Probably the worst part of the budget is the continuation of tinkering with import duties on a large number of miscellaneous items, with a view to protect and promote indigenous industries. This is stupidity. If this was the road to economic greatness, India would have been a super power in the four decades of the licence-permit-quota raj. Instead it was pushed to the precipice of bankruptcy.
The key to economic power lies in productivity reflected in competitiveness of the economy. One way of making India a hub of manufacturing activity is to encourage our industries to join global supply chains. That, however, requires factor market reform, open economy, investor-friendly regime, predictable taxes and rules and high quality transportation and communications. Modi government pays lip service to all of these, but its actions do not inspire confidence.

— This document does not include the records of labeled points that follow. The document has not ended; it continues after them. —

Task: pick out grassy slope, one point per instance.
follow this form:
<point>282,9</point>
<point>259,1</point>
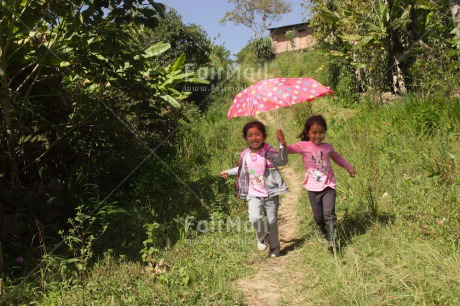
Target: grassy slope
<point>398,219</point>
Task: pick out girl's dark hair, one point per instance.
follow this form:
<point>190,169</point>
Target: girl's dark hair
<point>318,119</point>
<point>257,124</point>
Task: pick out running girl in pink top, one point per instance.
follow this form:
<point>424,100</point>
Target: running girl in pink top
<point>319,177</point>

It is not that the government does not receive right kind of advice. The Economic Survey for 2019-20 emphasized creation of wealth, private enterprise, competitive markets and invisible hand of the price mechanism. It recommended, inter alia, abolition of the Factories Act, Essential Commodities Act, Food Corporation of India Act, Sick Textile Undertakings Act, Land Acquisition Act and Recovery of Debt Tribunal Act. Nirmala Sitharaman’s budget is an anti-climax when compared with the survey.
In fairness to the finance minister, budget is too small an instrument to turn around an economy like ours. We need bold actions simultaneously on a large number of fronts with a focus on productivity and competitiveness. If the economy does not revive, do not blame the finance minister.